È inoltre comprensibile come nella rinnovata politicizzazione delle masse dovuta al Covid (è scomparso il “non mi interesso di politica” dei tempi precedenti ai Dpcm che regolano la nostra vita privata) a beneficiarne sia stata anche una maggiore attenzione alle questioni internazionali. Che sono tornate ad appassionare come ai tempi della Guerra Fredda.
Tuttavia, esse sono state affrontate in maniera superficiale, senza approfondimento (si veda ne L’Isola delle Rose la raffigurazione ingenua del ruolo dell’Onu e del Consiglio d’Europa).
Da questo punto di vista il film è un’occasione persa anche se ha il merito di avere riportato alla ribalta una storia che è tutta italiana: dalla creatività della sua genesi alla ottusità burocratica della sua fine.
Se infatti solo i non addetti ai lavori possono credere, ora come allora, che l’Isola delle Rose potesse veramente diventare un vero Stato sovrano, l’epilogo della vicenda poteva e doveva essere diverso. Testimonia uno dei tanti errori politici del governo italiano sessantottino, nel momento in cui decise (con mezzi ed effetti grotteschi) di usare la forza per porre fine alla piattaforma dell’ingegner Rosa.
Come dimostra il caso simile della piattaforma Sealand, “fondata” a largo delle coste britanniche nello stesso periodo di quella riminese, il mancato riconoscimento della sovranità non determina automaticamente la necessità di distruggerla e di porre fine ad un’illusione tutto sommato innocua.
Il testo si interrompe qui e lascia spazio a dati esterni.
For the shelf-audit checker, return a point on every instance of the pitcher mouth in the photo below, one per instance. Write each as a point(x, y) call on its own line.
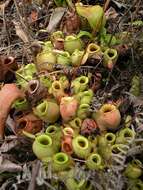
point(44, 140)
point(33, 86)
point(61, 158)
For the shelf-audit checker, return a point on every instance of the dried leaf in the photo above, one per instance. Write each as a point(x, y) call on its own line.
point(55, 18)
point(7, 166)
point(20, 32)
point(2, 7)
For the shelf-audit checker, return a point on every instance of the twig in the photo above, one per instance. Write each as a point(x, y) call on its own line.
point(35, 170)
point(106, 5)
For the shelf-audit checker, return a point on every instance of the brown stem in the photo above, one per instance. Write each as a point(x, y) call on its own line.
point(29, 123)
point(8, 94)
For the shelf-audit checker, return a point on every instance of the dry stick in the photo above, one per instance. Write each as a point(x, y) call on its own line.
point(120, 22)
point(35, 170)
point(4, 19)
point(21, 20)
point(106, 5)
point(110, 43)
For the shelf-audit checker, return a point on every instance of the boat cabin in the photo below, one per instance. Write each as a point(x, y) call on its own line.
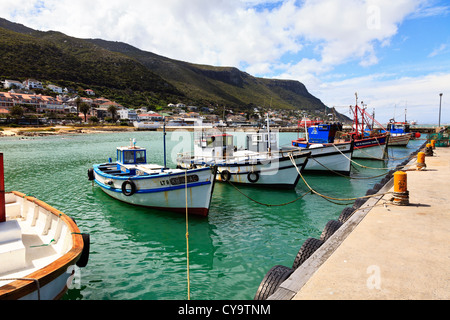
point(259, 142)
point(215, 146)
point(131, 155)
point(323, 133)
point(128, 158)
point(398, 128)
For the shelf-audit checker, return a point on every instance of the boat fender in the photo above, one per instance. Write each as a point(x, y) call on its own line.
point(225, 175)
point(272, 281)
point(91, 174)
point(84, 258)
point(132, 187)
point(253, 177)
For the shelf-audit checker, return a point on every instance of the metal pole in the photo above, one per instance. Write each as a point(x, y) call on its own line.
point(165, 157)
point(2, 191)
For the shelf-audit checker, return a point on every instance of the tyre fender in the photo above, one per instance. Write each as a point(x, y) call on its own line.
point(225, 175)
point(91, 176)
point(253, 177)
point(132, 187)
point(272, 281)
point(84, 258)
point(308, 248)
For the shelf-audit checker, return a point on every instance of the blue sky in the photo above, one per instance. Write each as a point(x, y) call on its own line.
point(395, 54)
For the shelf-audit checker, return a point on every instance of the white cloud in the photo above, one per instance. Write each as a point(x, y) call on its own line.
point(225, 32)
point(443, 48)
point(383, 92)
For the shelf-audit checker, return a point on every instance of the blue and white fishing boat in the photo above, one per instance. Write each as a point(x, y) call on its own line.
point(132, 180)
point(328, 154)
point(400, 133)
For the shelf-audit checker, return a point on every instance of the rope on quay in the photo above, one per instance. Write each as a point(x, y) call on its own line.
point(349, 177)
point(363, 166)
point(331, 198)
point(187, 237)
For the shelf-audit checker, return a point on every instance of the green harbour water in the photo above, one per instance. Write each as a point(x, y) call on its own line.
point(140, 254)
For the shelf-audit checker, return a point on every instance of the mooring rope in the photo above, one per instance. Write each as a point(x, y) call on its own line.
point(265, 204)
point(36, 281)
point(360, 165)
point(345, 176)
point(327, 197)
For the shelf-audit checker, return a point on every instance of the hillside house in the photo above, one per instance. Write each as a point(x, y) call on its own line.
point(31, 84)
point(10, 84)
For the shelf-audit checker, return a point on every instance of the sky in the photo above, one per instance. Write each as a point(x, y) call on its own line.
point(394, 54)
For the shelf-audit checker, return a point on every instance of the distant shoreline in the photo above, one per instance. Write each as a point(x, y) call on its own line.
point(64, 130)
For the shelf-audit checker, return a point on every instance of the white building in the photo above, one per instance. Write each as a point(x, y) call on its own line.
point(8, 84)
point(55, 89)
point(32, 84)
point(129, 114)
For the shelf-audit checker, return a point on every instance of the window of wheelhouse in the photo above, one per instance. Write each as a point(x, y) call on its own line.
point(132, 156)
point(141, 156)
point(128, 157)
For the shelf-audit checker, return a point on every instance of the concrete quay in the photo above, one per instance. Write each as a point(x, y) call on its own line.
point(384, 251)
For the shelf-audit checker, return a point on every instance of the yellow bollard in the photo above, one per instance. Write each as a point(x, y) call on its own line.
point(401, 193)
point(433, 144)
point(421, 161)
point(429, 150)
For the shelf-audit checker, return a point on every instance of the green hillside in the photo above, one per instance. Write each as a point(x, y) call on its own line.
point(134, 77)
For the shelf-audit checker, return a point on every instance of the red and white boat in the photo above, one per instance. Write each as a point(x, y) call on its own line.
point(369, 142)
point(40, 248)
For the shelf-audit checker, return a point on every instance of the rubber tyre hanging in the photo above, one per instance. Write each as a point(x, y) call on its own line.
point(91, 176)
point(308, 248)
point(84, 258)
point(331, 227)
point(225, 175)
point(272, 281)
point(253, 177)
point(132, 188)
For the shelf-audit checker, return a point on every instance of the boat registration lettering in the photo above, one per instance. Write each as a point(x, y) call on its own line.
point(181, 180)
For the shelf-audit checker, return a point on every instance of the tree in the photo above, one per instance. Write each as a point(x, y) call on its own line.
point(84, 108)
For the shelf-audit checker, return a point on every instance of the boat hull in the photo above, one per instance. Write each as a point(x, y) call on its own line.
point(163, 191)
point(52, 269)
point(374, 148)
point(329, 157)
point(274, 172)
point(400, 140)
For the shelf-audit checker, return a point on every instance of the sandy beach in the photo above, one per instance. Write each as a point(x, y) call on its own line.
point(60, 130)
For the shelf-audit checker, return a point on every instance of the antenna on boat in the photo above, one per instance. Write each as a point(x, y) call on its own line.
point(268, 134)
point(2, 191)
point(164, 138)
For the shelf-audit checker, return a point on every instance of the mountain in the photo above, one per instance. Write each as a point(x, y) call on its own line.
point(136, 77)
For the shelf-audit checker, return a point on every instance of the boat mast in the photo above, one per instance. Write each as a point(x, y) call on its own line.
point(164, 138)
point(356, 115)
point(2, 191)
point(268, 134)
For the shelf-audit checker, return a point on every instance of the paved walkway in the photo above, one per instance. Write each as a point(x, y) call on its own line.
point(385, 251)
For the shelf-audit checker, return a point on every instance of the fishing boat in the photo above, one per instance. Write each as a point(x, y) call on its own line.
point(255, 165)
point(328, 154)
point(40, 248)
point(132, 180)
point(370, 143)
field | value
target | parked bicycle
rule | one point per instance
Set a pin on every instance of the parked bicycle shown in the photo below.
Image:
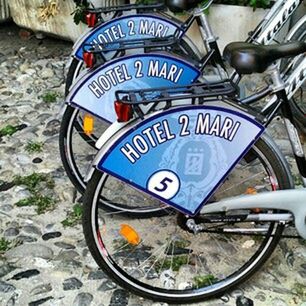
(198, 158)
(76, 154)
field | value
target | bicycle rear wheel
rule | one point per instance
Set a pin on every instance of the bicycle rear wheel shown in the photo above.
(298, 102)
(159, 259)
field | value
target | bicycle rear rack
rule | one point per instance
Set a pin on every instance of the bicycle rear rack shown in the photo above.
(220, 89)
(156, 6)
(198, 92)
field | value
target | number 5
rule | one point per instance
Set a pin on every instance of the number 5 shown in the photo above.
(164, 185)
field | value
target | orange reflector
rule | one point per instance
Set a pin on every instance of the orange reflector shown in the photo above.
(251, 190)
(88, 124)
(129, 234)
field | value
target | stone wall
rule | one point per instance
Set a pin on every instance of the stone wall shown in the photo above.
(4, 11)
(229, 27)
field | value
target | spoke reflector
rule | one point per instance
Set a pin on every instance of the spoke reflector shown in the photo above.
(88, 124)
(251, 190)
(129, 234)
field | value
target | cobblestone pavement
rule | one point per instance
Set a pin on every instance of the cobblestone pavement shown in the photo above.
(43, 262)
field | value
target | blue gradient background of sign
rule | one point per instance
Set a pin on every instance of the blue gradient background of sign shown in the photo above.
(215, 156)
(103, 107)
(129, 31)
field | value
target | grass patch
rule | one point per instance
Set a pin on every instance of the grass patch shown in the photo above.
(34, 147)
(74, 216)
(36, 183)
(33, 181)
(5, 245)
(42, 203)
(49, 97)
(300, 290)
(204, 281)
(8, 130)
(174, 263)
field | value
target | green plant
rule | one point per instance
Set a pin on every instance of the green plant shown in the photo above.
(74, 216)
(8, 130)
(42, 203)
(34, 147)
(204, 280)
(36, 183)
(300, 290)
(49, 97)
(33, 180)
(174, 263)
(79, 12)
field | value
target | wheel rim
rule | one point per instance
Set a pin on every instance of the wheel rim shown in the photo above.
(109, 243)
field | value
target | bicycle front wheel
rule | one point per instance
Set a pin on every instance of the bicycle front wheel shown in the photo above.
(160, 259)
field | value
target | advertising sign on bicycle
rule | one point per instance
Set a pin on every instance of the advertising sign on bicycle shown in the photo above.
(96, 92)
(182, 155)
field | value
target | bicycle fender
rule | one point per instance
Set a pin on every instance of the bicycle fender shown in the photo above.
(287, 200)
(95, 91)
(126, 28)
(181, 155)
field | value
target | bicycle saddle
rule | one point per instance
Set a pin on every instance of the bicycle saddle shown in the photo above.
(178, 6)
(248, 58)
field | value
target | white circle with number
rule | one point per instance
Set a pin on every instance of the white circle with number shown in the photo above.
(164, 183)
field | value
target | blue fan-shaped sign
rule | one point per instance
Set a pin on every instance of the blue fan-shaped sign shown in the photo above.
(182, 155)
(129, 27)
(95, 91)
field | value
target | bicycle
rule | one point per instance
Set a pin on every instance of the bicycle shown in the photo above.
(189, 157)
(71, 148)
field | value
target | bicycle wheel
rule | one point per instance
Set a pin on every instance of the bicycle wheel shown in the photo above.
(298, 102)
(75, 155)
(159, 259)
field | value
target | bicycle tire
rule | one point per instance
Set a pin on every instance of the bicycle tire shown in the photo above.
(298, 104)
(102, 247)
(71, 120)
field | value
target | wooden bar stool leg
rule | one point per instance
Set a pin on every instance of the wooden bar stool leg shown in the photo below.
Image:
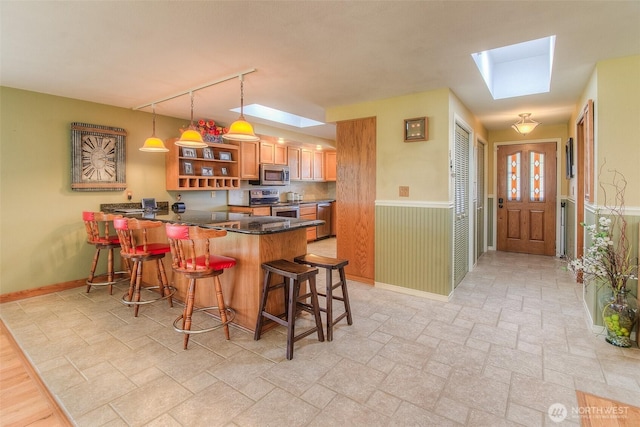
(110, 273)
(136, 291)
(221, 305)
(188, 310)
(291, 315)
(316, 307)
(329, 303)
(345, 296)
(164, 283)
(132, 281)
(263, 304)
(92, 273)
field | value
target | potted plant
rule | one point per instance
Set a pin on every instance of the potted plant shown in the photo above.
(607, 262)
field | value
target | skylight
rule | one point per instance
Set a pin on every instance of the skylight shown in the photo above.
(519, 69)
(268, 113)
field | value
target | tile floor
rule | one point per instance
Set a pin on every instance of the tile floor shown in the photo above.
(510, 343)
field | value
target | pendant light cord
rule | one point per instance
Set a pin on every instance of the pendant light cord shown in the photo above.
(191, 125)
(242, 97)
(153, 134)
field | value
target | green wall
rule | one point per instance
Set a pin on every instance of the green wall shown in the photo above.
(43, 237)
(423, 167)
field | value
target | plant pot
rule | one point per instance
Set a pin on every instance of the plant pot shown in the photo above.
(619, 315)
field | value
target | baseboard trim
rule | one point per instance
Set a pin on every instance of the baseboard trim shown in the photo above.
(413, 292)
(43, 290)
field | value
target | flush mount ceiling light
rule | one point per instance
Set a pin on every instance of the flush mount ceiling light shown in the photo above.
(525, 125)
(191, 137)
(154, 144)
(241, 130)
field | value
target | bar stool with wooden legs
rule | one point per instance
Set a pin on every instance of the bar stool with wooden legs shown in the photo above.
(331, 264)
(293, 276)
(99, 235)
(191, 254)
(136, 248)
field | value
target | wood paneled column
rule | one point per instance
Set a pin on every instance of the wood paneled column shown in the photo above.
(356, 195)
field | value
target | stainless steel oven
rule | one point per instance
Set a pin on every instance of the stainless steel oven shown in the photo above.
(289, 211)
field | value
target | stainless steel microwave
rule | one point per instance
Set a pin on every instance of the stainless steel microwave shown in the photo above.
(274, 174)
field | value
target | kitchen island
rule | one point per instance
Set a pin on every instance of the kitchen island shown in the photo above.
(251, 240)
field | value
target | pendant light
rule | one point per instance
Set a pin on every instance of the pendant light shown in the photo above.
(525, 125)
(154, 144)
(191, 137)
(241, 130)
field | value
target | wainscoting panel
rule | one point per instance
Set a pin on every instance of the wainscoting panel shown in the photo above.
(490, 219)
(413, 247)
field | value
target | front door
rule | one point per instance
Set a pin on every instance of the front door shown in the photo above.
(527, 198)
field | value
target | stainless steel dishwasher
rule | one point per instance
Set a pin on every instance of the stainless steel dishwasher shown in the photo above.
(324, 214)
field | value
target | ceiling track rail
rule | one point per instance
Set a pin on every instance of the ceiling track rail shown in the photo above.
(240, 75)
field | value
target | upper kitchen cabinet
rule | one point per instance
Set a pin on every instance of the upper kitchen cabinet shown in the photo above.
(318, 166)
(293, 160)
(212, 168)
(306, 164)
(273, 153)
(330, 166)
(249, 159)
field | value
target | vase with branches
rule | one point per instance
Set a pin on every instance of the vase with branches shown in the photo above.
(607, 261)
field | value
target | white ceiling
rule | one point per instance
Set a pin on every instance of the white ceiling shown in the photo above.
(309, 55)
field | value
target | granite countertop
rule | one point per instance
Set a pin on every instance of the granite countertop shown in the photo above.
(287, 203)
(232, 222)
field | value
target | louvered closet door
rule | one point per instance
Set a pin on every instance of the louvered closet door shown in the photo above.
(461, 220)
(479, 244)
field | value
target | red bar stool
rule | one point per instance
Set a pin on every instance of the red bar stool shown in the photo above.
(330, 264)
(98, 235)
(136, 248)
(191, 254)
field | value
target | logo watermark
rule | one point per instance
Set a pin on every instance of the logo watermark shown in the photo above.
(558, 412)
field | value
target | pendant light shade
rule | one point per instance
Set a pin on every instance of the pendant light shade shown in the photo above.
(525, 125)
(154, 144)
(241, 130)
(191, 137)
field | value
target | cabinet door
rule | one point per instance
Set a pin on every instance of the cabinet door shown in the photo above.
(293, 160)
(262, 211)
(249, 160)
(306, 164)
(330, 169)
(318, 165)
(267, 153)
(280, 154)
(334, 219)
(308, 211)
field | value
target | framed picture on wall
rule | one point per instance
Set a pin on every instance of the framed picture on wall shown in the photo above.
(415, 129)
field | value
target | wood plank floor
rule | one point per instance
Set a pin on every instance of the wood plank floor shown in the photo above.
(24, 399)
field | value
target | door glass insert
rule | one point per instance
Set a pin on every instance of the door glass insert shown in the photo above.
(537, 177)
(513, 177)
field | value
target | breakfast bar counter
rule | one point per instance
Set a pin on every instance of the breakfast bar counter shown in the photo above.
(251, 240)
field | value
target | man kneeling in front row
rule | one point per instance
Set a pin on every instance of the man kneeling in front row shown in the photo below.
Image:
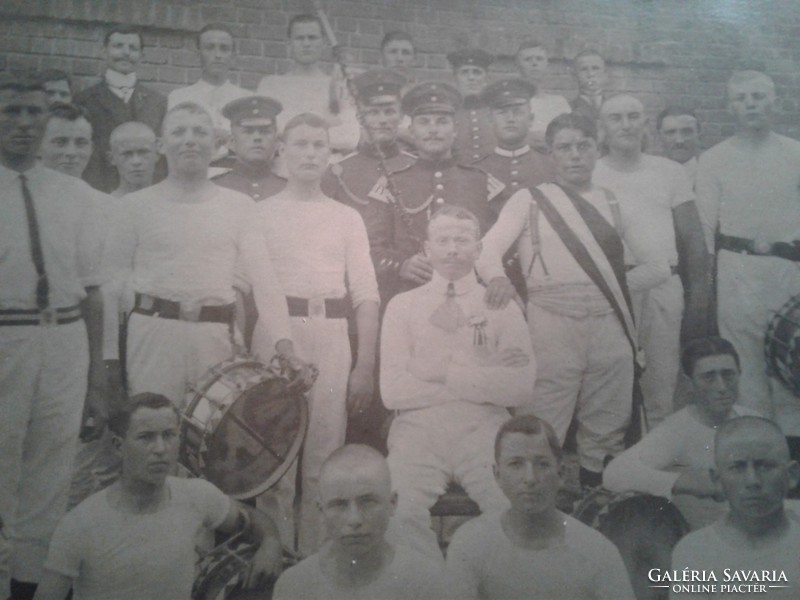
(357, 561)
(451, 368)
(532, 550)
(136, 539)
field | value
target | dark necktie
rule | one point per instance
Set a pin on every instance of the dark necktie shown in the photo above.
(42, 286)
(449, 316)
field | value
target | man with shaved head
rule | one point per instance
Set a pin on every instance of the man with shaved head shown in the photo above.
(357, 560)
(758, 533)
(532, 550)
(133, 152)
(659, 218)
(747, 193)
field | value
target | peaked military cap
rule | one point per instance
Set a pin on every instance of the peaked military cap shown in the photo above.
(379, 82)
(470, 56)
(508, 91)
(251, 107)
(431, 97)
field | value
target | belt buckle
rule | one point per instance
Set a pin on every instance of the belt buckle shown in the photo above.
(316, 307)
(761, 247)
(189, 312)
(48, 316)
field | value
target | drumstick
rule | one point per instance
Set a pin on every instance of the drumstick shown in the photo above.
(331, 35)
(326, 24)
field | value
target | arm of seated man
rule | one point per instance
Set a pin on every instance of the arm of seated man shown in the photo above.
(53, 586)
(257, 528)
(697, 482)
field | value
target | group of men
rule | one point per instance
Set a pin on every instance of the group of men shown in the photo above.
(474, 251)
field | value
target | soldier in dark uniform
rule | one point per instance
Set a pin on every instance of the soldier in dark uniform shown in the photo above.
(474, 136)
(358, 180)
(513, 161)
(434, 180)
(254, 137)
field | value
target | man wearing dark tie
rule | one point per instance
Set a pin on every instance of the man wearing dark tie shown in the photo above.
(50, 244)
(116, 99)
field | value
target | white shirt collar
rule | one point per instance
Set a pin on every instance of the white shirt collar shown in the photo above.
(512, 153)
(462, 286)
(118, 80)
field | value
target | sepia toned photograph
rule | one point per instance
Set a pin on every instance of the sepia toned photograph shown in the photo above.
(411, 299)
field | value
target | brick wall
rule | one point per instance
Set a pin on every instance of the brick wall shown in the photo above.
(665, 51)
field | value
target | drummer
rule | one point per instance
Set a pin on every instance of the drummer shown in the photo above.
(136, 539)
(674, 459)
(179, 250)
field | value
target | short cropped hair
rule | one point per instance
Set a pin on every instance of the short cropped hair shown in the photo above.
(742, 76)
(587, 52)
(733, 426)
(68, 112)
(304, 18)
(675, 111)
(530, 43)
(528, 425)
(191, 107)
(703, 347)
(215, 27)
(310, 119)
(391, 36)
(570, 121)
(48, 75)
(120, 419)
(124, 30)
(456, 212)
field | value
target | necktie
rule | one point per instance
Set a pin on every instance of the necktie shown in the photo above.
(42, 285)
(449, 315)
(122, 92)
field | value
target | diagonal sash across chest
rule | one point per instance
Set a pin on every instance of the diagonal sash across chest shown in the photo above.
(582, 243)
(560, 207)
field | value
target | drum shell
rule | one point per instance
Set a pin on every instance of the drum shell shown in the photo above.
(242, 427)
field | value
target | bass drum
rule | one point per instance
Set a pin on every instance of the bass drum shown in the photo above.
(243, 424)
(644, 529)
(221, 573)
(782, 345)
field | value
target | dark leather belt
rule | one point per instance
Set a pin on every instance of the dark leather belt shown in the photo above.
(34, 316)
(731, 243)
(152, 306)
(673, 269)
(330, 308)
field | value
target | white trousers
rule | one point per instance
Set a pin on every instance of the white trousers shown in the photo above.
(43, 379)
(659, 313)
(166, 355)
(585, 369)
(430, 447)
(325, 343)
(750, 290)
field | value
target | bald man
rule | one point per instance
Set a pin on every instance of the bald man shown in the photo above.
(747, 193)
(134, 154)
(357, 561)
(659, 218)
(758, 534)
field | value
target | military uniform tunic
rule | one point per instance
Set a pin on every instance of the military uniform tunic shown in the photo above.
(426, 186)
(256, 183)
(357, 181)
(474, 132)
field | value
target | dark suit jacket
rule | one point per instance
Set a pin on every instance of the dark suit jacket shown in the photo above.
(106, 111)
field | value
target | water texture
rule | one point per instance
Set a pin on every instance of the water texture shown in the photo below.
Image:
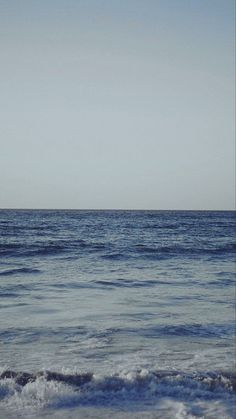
(124, 314)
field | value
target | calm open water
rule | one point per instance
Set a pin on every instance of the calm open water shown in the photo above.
(122, 314)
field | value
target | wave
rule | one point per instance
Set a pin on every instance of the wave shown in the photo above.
(141, 383)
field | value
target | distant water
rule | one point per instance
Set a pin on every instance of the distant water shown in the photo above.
(122, 314)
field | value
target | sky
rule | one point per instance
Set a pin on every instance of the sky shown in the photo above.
(124, 104)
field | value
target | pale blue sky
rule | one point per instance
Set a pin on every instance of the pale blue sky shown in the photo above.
(117, 104)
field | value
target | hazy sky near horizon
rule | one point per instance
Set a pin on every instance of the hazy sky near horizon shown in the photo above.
(117, 104)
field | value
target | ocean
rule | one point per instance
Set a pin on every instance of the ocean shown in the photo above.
(117, 314)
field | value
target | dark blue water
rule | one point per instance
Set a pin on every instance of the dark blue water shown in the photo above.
(117, 313)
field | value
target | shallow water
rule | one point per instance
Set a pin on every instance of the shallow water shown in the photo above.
(141, 301)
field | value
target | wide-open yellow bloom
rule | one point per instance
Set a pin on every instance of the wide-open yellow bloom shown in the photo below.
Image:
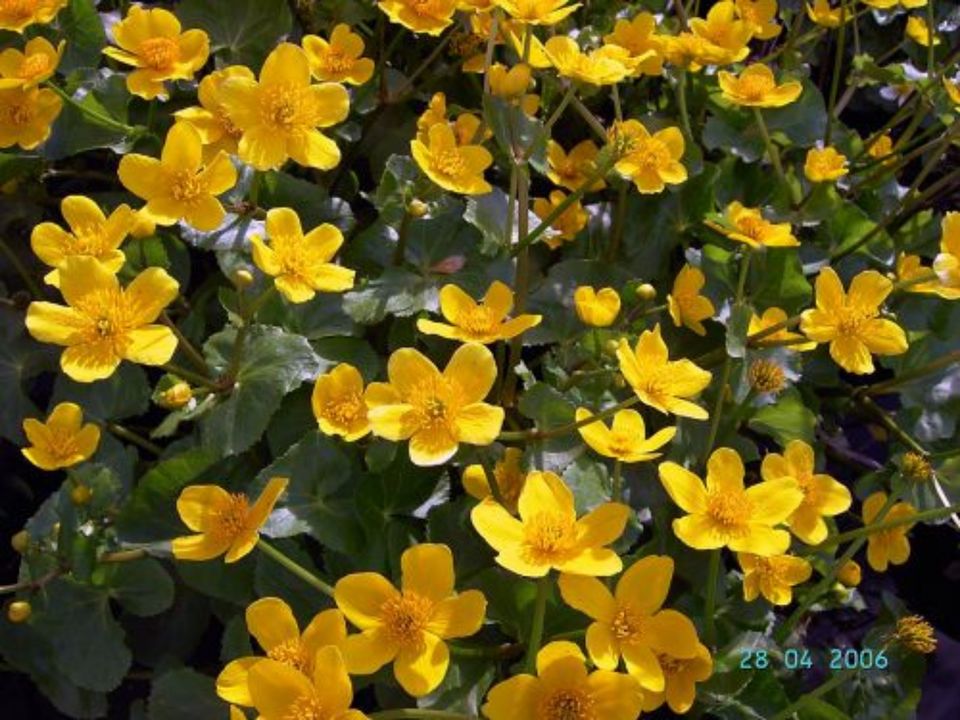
(548, 534)
(280, 113)
(408, 626)
(630, 623)
(436, 411)
(851, 322)
(563, 689)
(659, 382)
(757, 87)
(271, 621)
(822, 495)
(626, 439)
(300, 264)
(225, 523)
(484, 322)
(685, 303)
(723, 513)
(62, 441)
(179, 186)
(150, 41)
(91, 234)
(103, 323)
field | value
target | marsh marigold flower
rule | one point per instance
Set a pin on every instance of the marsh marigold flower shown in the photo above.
(103, 323)
(62, 441)
(850, 321)
(722, 513)
(548, 534)
(563, 689)
(408, 626)
(484, 322)
(300, 263)
(630, 623)
(659, 382)
(150, 41)
(436, 411)
(226, 523)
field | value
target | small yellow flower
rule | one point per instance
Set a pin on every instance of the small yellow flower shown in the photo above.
(630, 623)
(151, 41)
(408, 626)
(340, 59)
(773, 577)
(651, 161)
(596, 308)
(338, 403)
(659, 382)
(436, 411)
(179, 186)
(62, 441)
(850, 322)
(92, 234)
(825, 165)
(225, 523)
(757, 87)
(103, 323)
(300, 264)
(563, 688)
(687, 307)
(725, 514)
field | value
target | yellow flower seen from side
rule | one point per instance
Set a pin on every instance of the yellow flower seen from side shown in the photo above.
(723, 513)
(408, 626)
(151, 41)
(225, 523)
(62, 441)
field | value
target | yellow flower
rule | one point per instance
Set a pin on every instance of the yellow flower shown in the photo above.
(151, 41)
(27, 115)
(564, 689)
(724, 513)
(454, 167)
(427, 16)
(340, 59)
(822, 495)
(104, 323)
(436, 411)
(626, 439)
(300, 264)
(571, 170)
(685, 303)
(887, 547)
(225, 523)
(36, 63)
(850, 322)
(271, 621)
(280, 692)
(338, 403)
(484, 322)
(279, 114)
(659, 382)
(62, 441)
(509, 474)
(825, 164)
(548, 534)
(179, 186)
(629, 622)
(91, 234)
(596, 308)
(757, 87)
(568, 225)
(408, 626)
(651, 161)
(773, 577)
Benché non fosse stata costruita da chi ne dichiarò la “sovranità” (era una piattaforma militare abbandonata della Seconda Guerra Mondiale) e a nulla valessero i tentativi di accreditarla come “Principato” – Sealand ha resistito fino ai giorni nostri, tollerata come uno scherzo aneddotico del sistema internazionale. Che per paradosso ha reso ancora più forte la credibilità diplomatica di Londra.
Non è eccessivo ipotizzare che sia stato proprio l’uso sproporzionato della forza contro l’Isola delle Rose ad averle garantito imperitura memoria, tale da giustificare oggi il non banale investimento economico che richiede il dedicarle un film.
In definitiva, tra le varie cose che abbiamo riscoperto durante i lunghi lockdown del Covid-19, vi è l’aspirazione di ciascuno di noi a trovare rifugio su un’Isola personale. Il cui fascino è tanto più grande se non esiste.